2. Glikoz Salınımı (Glikojenoliz):Öğün aralarında veya açlık sırasında kan şekeri seviyesi düştüğünde, karaciğer glikojenoliz süreci yoluyla depolanan glikojeni glikoza dönüştürür. Bu, kan şekeri seviyesini yükseltmek için glikozun kan dolaşımına salınmasını sağlar.
3. Glukoneogenez:Karaciğer, glikojenolize ek olarak, glukoneogenez adı verilen bir süreç yoluyla karbonhidrat dışı kaynaklardan da glikoz üretebilir. Bu, uzun süreli açlık veya açlık gibi durumlarda vücudun glikoz depoları tükendiğinde meydana gelir. Glukoneogenez, amino asitlerin, yağlardan gliserolün ve laktatın glikoza dönüştürülmesini içerir.
4. İnsülin ve Glukagon Düzenlemesi:Karaciğerin glikoz depolama ve salınma süreçleri insülin ve glukagon gibi hormonlar tarafından düzenlenir.

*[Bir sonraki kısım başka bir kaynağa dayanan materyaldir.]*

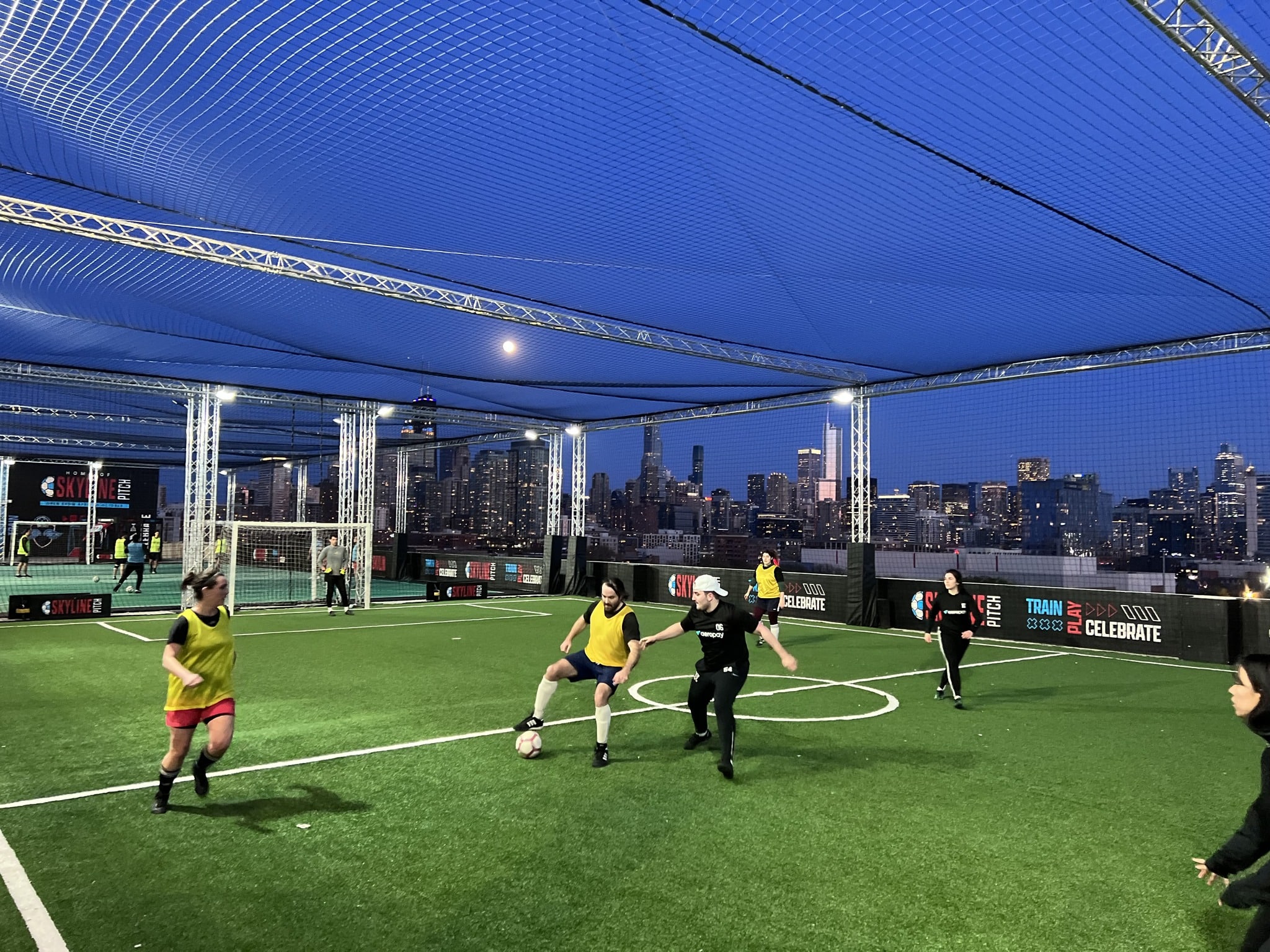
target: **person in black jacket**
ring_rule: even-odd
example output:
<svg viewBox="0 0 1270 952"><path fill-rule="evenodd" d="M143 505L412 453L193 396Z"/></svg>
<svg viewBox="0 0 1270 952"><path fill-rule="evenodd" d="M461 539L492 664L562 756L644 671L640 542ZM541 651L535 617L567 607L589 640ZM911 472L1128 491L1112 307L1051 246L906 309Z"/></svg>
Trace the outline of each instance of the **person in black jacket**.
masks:
<svg viewBox="0 0 1270 952"><path fill-rule="evenodd" d="M1229 692L1236 716L1270 743L1270 655L1241 658L1234 665L1234 684ZM1257 906L1243 937L1242 952L1270 952L1270 863L1242 880L1231 882L1231 877L1266 853L1270 853L1270 746L1261 751L1261 793L1248 807L1243 825L1210 858L1191 857L1199 878L1206 877L1209 886L1222 880L1226 886L1219 905Z"/></svg>
<svg viewBox="0 0 1270 952"><path fill-rule="evenodd" d="M961 659L970 647L970 638L983 623L974 595L961 585L961 572L949 569L944 572L944 592L926 609L926 642L931 641L935 619L940 622L940 651L944 652L944 673L935 689L935 699L944 699L944 689L952 685L952 701L961 707Z"/></svg>

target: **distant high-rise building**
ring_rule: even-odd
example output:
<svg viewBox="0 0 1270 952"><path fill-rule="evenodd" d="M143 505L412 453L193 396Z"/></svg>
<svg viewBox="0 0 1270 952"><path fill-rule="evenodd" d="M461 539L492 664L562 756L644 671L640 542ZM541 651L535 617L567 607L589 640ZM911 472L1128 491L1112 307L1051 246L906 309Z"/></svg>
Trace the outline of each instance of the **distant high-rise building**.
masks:
<svg viewBox="0 0 1270 952"><path fill-rule="evenodd" d="M745 477L745 504L759 509L767 508L767 484L763 473L752 472Z"/></svg>
<svg viewBox="0 0 1270 952"><path fill-rule="evenodd" d="M662 465L662 428L655 423L644 426L644 457L639 470L640 501L657 501L662 498L664 481Z"/></svg>
<svg viewBox="0 0 1270 952"><path fill-rule="evenodd" d="M688 482L693 482L697 486L697 494L705 495L706 485L706 448L701 446L692 447L692 476Z"/></svg>
<svg viewBox="0 0 1270 952"><path fill-rule="evenodd" d="M1040 482L1049 479L1049 459L1044 456L1029 456L1019 461L1019 485Z"/></svg>
<svg viewBox="0 0 1270 952"><path fill-rule="evenodd" d="M937 482L909 482L908 495L913 500L914 509L942 509L940 501L940 484Z"/></svg>

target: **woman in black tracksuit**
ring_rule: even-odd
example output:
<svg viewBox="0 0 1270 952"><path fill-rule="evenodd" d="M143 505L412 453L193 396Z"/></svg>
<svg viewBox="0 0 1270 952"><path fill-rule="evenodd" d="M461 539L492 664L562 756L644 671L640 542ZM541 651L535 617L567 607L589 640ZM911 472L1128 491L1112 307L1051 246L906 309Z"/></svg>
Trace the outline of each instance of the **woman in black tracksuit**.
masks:
<svg viewBox="0 0 1270 952"><path fill-rule="evenodd" d="M1234 713L1248 730L1270 743L1270 655L1241 658L1234 665L1229 694ZM1222 904L1236 909L1257 906L1241 952L1270 952L1270 863L1242 880L1231 882L1229 877L1266 853L1270 853L1270 746L1261 751L1261 795L1248 807L1243 825L1212 858L1191 858L1199 877L1208 877L1208 885L1217 878L1223 881Z"/></svg>
<svg viewBox="0 0 1270 952"><path fill-rule="evenodd" d="M952 701L961 707L961 659L970 647L970 638L983 623L983 613L974 595L961 585L961 572L949 569L944 572L944 592L926 609L926 641L931 640L935 619L940 622L940 651L944 652L944 674L935 689L935 699L944 699L944 689L952 684Z"/></svg>

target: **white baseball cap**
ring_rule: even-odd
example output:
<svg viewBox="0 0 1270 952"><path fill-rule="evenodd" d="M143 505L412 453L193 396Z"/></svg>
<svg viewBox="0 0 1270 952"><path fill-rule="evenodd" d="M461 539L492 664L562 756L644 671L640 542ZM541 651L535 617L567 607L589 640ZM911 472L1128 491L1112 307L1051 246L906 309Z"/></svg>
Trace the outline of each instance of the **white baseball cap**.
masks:
<svg viewBox="0 0 1270 952"><path fill-rule="evenodd" d="M718 595L726 595L728 589L714 575L698 575L692 583L693 592L714 592Z"/></svg>

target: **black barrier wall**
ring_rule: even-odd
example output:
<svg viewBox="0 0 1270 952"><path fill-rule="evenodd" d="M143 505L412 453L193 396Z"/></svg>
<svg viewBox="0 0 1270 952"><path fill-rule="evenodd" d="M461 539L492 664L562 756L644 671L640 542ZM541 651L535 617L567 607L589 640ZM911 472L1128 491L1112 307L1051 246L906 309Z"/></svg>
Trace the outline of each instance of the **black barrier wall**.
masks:
<svg viewBox="0 0 1270 952"><path fill-rule="evenodd" d="M941 585L879 579L897 628L925 628L925 608ZM1043 645L1095 647L1226 664L1238 651L1242 627L1234 599L1148 592L966 585L979 603L980 635Z"/></svg>

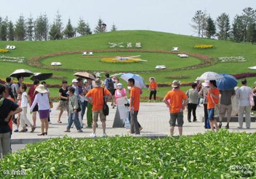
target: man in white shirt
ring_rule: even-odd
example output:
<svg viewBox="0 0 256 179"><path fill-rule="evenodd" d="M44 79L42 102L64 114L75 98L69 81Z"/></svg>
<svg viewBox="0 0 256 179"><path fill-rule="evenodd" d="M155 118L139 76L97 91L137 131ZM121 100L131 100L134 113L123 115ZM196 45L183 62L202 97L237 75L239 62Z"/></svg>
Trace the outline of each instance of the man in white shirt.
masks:
<svg viewBox="0 0 256 179"><path fill-rule="evenodd" d="M247 86L247 80L244 79L241 82L242 87L237 90L236 97L238 99L238 128L243 128L244 112L245 112L245 123L247 128L251 125L251 104L250 97L252 95L252 88Z"/></svg>

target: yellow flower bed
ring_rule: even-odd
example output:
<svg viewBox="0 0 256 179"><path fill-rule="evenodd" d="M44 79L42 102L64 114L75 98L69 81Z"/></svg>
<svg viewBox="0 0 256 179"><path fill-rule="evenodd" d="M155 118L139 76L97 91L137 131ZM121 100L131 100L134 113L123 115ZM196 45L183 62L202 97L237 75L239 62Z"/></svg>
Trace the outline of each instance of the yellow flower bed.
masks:
<svg viewBox="0 0 256 179"><path fill-rule="evenodd" d="M102 62L107 62L107 63L137 63L140 62L139 61L133 60L113 60L113 59L117 59L117 57L107 57L103 58L101 60ZM141 59L138 57L134 57L134 59L140 60Z"/></svg>
<svg viewBox="0 0 256 179"><path fill-rule="evenodd" d="M9 51L6 49L0 48L0 53L7 53Z"/></svg>
<svg viewBox="0 0 256 179"><path fill-rule="evenodd" d="M195 46L195 48L207 49L213 47L212 45L196 45Z"/></svg>

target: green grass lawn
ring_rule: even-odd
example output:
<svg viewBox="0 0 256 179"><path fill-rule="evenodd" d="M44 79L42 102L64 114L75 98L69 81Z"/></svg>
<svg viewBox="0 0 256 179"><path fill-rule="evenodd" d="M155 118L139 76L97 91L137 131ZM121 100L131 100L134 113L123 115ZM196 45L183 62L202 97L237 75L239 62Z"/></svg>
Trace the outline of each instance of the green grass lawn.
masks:
<svg viewBox="0 0 256 179"><path fill-rule="evenodd" d="M147 53L147 52L104 52L94 53L94 56L116 55L131 56L141 55L141 59L148 60L147 62L136 63L108 63L102 62L102 58L92 58L92 56L83 56L81 53L63 55L54 57L49 57L42 60L42 63L50 66L52 62L60 62L61 68L82 70L95 71L137 71L155 70L157 65L165 65L166 68L173 69L191 66L199 64L201 61L194 57L181 58L175 54ZM88 57L87 57L88 56Z"/></svg>
<svg viewBox="0 0 256 179"><path fill-rule="evenodd" d="M180 52L188 52L203 55L207 55L217 59L220 56L243 56L247 60L245 62L218 63L214 65L197 69L191 69L175 71L156 71L153 72L138 72L148 84L149 77L154 76L158 83L171 83L174 79L170 78L172 76L186 76L186 79L179 79L182 83L189 83L195 80L205 71L212 71L217 72L225 72L231 74L254 72L248 69L248 67L256 65L256 45L249 43L237 43L228 41L217 40L206 38L199 38L195 37L175 35L173 34L155 32L145 30L119 31L107 32L101 34L93 34L78 38L63 39L60 40L49 40L46 42L0 42L0 48L4 48L5 45L15 45L17 49L10 51L6 54L0 55L10 56L25 56L27 60L34 56L42 55L54 52L61 52L71 51L92 51L94 50L110 49L108 43L131 42L133 45L137 42L142 44L142 50L170 51L173 47L179 47ZM214 46L212 49L198 50L194 47L197 44L211 44ZM119 48L117 48L119 49ZM147 71L155 70L156 65L165 64L169 68L173 69L199 63L200 60L192 57L188 59L180 59L175 55L161 54L158 53L139 53L105 52L102 54L109 55L132 54L141 55L142 59L148 60L147 62L139 62L129 64L112 64L103 63L99 59L87 60L82 58L81 54L70 54L55 56L43 59L41 62L49 65L52 61L61 61L63 67L73 69L74 71L57 71L47 69L39 69L30 66L26 63L20 64L11 62L0 62L0 78L5 78L14 70L25 68L33 72L51 72L54 75L61 77L68 82L71 82L74 76L73 76L76 70L95 70L95 71L107 71L109 69L116 69L117 71ZM97 53L98 54L98 53ZM99 53L99 54L100 53ZM95 55L97 54L95 53ZM81 64L81 61L87 60L86 63ZM256 72L256 71L255 71ZM103 76L102 76L103 77ZM255 78L249 79L249 86L253 86ZM50 84L60 84L61 79L50 79L47 82ZM28 78L25 79L25 82L31 83ZM188 87L184 88L186 90ZM183 88L182 88L183 89ZM158 94L163 96L170 88L160 88ZM54 90L52 89L52 91ZM53 93L53 95L57 93ZM143 95L148 95L143 93Z"/></svg>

Yüksek kan şekeri seviyelerine yanıt olarak pankreas tarafından üretilen insülin, glikozun karaciğer tarafından alımını ve glikozun glikojen olarak depolanmasını teşvik eder. Yine pankreas tarafından üretilen glukagon, kan şekeri seviyeleri düşük olduğunda glikojenin parçalanmasını ve glikozun kan dolaşımına salınmasını uyarır.
Bu mekanizmalar aracılığıyla karaciğer, bir glikoz deposu gibi davranarak, gıda alımı ve enerji harcamasındaki değişikliklere rağmen kan şekeri seviyelerinin nispeten dar bir aralıkta korunmasına yardımcı olur. Bu, beyne ve enerji için öncelikle glikoza bağımlı olan diğer dokulara sürekli bir glikoz kaynağı sağlamak için gereklidir.